Bu sefer ne bir isme işaret edeceğim ne de olay üzerinden anlatacağım.

Sağlık Bakanlığı’nı göreve çağıracağım.

Malumunuz, Nalbantoğlu Devlet Hastanesi, ülkemizin amiral hastanesi.

Yerine göre, buradaki yoğunlukların bahane edilerek hasta sevklerinin ülkemizdeki özel hastanelere ve hatta yurt dışındaki bazı hastanelere yapıldığını hepimiz biliyoruz.

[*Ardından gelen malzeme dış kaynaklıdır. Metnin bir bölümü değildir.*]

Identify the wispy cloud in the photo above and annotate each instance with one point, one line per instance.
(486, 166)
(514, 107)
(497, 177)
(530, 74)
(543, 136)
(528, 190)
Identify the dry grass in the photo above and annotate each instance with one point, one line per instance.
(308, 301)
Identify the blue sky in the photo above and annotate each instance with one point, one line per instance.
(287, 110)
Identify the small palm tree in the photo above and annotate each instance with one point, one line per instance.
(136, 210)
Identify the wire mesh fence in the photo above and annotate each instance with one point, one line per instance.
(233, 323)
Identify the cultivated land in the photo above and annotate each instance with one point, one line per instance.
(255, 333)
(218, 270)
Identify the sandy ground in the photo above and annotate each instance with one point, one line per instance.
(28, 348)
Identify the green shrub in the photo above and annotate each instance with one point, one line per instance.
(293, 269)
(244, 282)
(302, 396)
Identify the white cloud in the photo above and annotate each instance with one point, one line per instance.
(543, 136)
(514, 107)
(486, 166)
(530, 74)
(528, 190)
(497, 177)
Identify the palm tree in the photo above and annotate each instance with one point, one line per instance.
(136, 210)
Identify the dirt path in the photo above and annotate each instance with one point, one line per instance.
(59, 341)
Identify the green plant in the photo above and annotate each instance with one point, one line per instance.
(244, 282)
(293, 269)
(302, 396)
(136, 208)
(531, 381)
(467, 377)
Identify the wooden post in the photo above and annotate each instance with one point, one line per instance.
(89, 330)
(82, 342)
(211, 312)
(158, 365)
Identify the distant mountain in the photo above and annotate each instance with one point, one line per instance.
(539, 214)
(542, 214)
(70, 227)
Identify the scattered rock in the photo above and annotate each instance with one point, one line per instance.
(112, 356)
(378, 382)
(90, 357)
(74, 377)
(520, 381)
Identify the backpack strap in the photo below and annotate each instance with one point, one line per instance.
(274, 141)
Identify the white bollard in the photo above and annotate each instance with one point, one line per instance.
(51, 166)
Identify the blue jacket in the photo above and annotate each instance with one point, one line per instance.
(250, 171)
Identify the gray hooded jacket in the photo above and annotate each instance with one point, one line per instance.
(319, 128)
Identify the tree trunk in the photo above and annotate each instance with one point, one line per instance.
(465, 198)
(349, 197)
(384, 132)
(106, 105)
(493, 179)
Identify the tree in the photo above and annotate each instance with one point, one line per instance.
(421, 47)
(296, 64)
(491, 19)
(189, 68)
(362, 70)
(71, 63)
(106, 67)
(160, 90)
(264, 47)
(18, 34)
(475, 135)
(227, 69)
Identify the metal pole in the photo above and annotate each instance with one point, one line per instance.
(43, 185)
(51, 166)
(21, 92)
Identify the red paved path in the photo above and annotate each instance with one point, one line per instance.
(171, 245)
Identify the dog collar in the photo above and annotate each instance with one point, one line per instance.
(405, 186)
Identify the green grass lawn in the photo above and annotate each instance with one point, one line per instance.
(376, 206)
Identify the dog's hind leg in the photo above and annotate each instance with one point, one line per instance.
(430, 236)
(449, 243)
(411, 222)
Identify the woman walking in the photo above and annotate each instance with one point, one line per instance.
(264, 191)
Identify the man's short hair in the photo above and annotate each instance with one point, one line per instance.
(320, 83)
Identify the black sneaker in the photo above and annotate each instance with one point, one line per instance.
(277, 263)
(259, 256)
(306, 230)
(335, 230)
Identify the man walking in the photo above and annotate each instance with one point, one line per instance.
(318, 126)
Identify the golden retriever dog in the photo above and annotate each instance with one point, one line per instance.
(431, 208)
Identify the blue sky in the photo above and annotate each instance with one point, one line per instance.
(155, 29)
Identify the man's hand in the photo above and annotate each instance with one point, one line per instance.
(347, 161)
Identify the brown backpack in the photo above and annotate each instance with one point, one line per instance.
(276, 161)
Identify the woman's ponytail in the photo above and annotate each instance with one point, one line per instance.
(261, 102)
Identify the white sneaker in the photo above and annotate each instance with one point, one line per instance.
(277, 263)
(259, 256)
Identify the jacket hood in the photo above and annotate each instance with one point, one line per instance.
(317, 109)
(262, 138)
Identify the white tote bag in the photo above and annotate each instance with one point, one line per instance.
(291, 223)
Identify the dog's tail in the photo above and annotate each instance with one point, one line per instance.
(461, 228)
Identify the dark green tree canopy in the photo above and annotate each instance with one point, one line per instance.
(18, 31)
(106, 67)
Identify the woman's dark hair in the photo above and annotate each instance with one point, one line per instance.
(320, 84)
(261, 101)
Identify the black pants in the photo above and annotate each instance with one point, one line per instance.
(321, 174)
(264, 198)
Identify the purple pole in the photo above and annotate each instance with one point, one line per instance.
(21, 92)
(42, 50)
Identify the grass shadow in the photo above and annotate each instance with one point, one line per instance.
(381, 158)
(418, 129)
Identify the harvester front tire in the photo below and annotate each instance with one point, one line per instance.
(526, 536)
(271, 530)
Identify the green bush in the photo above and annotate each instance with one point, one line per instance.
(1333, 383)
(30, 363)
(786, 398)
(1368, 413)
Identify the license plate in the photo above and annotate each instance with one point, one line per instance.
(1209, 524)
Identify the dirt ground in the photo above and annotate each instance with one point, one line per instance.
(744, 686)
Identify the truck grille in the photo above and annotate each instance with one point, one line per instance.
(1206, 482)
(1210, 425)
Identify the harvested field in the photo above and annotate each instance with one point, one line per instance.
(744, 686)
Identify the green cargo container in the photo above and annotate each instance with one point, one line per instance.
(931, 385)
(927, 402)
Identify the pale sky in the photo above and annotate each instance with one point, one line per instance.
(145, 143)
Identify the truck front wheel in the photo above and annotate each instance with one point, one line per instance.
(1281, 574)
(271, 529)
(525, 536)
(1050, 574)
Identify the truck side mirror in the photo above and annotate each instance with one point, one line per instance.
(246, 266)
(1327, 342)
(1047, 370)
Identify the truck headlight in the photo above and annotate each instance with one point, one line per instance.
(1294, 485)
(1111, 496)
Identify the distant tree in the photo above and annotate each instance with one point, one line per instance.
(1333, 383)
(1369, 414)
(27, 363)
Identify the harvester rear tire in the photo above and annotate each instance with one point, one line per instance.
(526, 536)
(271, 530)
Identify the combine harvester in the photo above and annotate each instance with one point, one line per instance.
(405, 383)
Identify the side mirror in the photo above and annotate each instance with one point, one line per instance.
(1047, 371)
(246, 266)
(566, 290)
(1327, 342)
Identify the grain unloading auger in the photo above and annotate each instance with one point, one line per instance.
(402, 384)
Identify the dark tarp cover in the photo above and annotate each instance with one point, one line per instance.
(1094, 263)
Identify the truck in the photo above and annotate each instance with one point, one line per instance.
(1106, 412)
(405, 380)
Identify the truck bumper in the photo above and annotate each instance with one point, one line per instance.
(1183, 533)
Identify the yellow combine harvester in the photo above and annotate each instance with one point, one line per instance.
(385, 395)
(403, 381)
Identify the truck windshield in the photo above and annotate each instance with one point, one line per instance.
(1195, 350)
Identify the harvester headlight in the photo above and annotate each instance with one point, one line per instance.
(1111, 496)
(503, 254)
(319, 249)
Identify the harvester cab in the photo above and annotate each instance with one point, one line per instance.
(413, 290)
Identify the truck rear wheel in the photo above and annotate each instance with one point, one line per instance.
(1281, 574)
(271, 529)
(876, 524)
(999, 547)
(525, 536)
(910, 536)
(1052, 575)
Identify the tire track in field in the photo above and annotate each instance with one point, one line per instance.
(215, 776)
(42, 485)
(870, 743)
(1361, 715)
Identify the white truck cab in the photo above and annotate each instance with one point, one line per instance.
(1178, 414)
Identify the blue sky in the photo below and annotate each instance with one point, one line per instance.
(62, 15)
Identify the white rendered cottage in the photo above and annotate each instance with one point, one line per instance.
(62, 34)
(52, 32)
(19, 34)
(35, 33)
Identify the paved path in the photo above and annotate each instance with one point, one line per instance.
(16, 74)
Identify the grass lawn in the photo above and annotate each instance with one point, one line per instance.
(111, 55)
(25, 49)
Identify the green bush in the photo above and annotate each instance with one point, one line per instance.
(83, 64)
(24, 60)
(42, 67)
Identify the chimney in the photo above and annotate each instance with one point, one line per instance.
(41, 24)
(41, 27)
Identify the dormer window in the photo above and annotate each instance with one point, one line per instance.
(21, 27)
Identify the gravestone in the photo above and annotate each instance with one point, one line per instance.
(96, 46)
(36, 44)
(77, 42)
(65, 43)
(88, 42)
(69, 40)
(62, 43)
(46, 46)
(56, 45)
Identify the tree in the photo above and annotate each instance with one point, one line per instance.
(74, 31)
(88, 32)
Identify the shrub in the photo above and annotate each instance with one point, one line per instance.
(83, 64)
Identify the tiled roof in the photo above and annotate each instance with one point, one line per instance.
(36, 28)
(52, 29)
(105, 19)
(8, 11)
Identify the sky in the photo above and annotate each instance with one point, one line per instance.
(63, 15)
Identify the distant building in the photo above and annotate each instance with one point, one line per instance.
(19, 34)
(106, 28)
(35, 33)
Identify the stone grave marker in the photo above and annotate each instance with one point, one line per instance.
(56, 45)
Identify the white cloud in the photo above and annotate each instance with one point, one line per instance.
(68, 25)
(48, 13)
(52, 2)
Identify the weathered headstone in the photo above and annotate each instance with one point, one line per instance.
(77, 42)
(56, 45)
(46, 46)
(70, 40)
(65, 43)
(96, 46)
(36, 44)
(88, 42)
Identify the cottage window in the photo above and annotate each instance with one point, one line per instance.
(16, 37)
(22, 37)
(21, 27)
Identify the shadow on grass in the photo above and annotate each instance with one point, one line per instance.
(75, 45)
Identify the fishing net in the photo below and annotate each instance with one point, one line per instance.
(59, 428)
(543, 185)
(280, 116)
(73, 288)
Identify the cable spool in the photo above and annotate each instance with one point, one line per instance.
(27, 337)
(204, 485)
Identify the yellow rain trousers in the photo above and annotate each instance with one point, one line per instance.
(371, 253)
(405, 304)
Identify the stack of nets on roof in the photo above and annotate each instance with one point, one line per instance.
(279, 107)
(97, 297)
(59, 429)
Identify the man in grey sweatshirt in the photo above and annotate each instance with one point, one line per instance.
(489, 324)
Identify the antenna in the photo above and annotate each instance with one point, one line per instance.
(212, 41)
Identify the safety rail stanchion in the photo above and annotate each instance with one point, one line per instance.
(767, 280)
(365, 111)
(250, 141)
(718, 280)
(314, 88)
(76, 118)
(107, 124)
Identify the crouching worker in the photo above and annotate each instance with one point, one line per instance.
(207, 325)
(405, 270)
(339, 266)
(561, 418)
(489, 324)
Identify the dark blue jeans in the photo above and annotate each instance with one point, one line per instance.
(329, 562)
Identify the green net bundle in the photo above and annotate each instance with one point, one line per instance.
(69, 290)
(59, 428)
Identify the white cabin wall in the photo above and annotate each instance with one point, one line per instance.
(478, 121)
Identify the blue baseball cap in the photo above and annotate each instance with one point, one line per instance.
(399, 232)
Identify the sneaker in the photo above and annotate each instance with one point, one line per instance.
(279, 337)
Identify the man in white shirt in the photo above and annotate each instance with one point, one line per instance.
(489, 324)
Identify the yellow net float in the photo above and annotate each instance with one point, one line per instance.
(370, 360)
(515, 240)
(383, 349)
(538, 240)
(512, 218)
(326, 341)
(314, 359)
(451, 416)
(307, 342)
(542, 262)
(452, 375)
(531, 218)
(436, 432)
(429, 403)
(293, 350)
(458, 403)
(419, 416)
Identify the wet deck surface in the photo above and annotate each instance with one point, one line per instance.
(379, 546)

Hatırlarsınız, geçtiğimiz senelerde bir gebeye doğumdan sonraya ultrasonografi randevusu bile verilmişti.

Sevk saadeti zinciri pandemiden önce de vardı, pandemiden sonra ise iyiden iyiye arttı.

Tetkikler için verilen randevular uzadıkça uzuyor.

Beklemek istemeyen hastalar, çözümü özel hastanelere gitmekte buluyorlar.

Sonrası malum.

Karşılarında yine çoğunlukla devletin doktorlarını buluyorlar.

Dahası, ameliyatlar konusu.

Devletin ameliyathanelerinde sınırlı sayıda vakalar alınıyor.

Aynı doktorlar, özel hastanelerde ameliyatta sınır tanımıyorlar!

Dahası, bıçak parası lafları çok dolaşmaya başladı.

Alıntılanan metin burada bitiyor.